Other Interesting Ancestors:
- One of Diana's more prominent American ancestors was Joseph Strong, who served in the U.S. Army as a doctor and became a respected physician in Philadelphia. Among Strong's first cousins was Revolutionary War hero Nathan Hale.
- Queen Anne left no surviving children, but Sarah, Duchess of Marlborough, the Queen's best friend and most loyal servant, is one of the most prominent of Diana's female forebears.
- One of the Princess's maternal great-grandfathers was an Irish peer who married an American "dollar princess," daughter of millionaire Wall Street broker Frank Work. This alliance was typical of many nineteenth-century transatlantic marriages, bringing infusions of American capital to the cash-starved European and British nobility. The marriage gives Diana more than one hundred American ancestors, some of whom were among the early settlers of New England.
- A significant twelfth-generation ancestor was Queen Elizabeth I's favorite, Robert Devereux, 2nd Earl of Essex, whose excessive ambition displeased his sovereign and ultimately led him to the chopping block.
- Diana descends from three of the four favorites of King James VI and I of Scotland and England, although only the 1st Earl of Somerset is included in this volume.
- The Princess descends twice from the handsome Duke of Gordon and his wife, Jane Maxwell, known for her vivacity and wit, and famous for raising the Gordon Highlanders from her husband's estates.
- Another Scots forebear was Archibald Campbell, 9th Earl of Argyll, general of the forces that invaded Scotland in support of Monmouth's rebellion in 1685. As a result, Argyll lost his head at the same place where his father, the 1st Marquess of Argyll, was decapitated for changing sides one time too many during the English Civil War.

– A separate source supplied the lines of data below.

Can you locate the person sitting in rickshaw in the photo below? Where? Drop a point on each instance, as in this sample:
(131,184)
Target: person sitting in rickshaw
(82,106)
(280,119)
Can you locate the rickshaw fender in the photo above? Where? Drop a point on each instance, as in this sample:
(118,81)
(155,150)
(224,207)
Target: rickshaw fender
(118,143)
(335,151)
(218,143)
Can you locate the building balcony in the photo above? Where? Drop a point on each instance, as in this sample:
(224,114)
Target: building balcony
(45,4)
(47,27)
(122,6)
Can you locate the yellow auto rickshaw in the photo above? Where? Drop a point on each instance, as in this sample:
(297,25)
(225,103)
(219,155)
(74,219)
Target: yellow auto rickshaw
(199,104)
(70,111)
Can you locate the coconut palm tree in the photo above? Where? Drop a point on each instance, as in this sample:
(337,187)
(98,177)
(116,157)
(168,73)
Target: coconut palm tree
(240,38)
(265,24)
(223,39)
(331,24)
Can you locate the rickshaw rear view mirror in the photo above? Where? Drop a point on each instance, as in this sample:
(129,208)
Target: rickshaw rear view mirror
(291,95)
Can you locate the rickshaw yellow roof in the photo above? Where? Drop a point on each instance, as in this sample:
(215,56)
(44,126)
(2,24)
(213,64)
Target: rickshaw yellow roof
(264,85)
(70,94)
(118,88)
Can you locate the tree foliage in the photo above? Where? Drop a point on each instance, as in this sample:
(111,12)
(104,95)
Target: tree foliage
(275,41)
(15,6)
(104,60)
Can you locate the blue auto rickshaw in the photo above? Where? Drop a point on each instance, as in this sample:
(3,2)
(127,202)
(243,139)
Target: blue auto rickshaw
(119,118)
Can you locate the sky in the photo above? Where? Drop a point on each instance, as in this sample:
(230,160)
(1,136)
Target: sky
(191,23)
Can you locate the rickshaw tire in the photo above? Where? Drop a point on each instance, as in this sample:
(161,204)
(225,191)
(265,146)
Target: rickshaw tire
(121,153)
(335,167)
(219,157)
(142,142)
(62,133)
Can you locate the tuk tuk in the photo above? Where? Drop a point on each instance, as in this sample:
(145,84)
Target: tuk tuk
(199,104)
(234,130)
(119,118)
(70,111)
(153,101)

The New England Historic Genealogical Society, founded in 1845, has more than 23,000 members nationally, making it the oldest and largest non-profit genealogical organization in the country. The NEHGS library and archives, located in Boston's Back Bay neighborhood, includes more than 5,000 linear feet of shelves holding millions of manuscripts, letters, periodicals, books, documents, and other rare and valuable items. These collections provide genealogists of all levels and expertise immeasurable access to their own family histories and stories. The NEHGS staff includes some of the most respected and experienced genealogists in the country, specializing in early American, English, Irish, Scottish, and Canadian research.
NEHGS publishes several publications including The New England Historical and Genealogical Register. Published since 1847, the Register is considered by many to be the leading source of early American research information. Under the NEHGS and Newbury Street Press imprints, NEHGS also publishes a number of books on family and local history.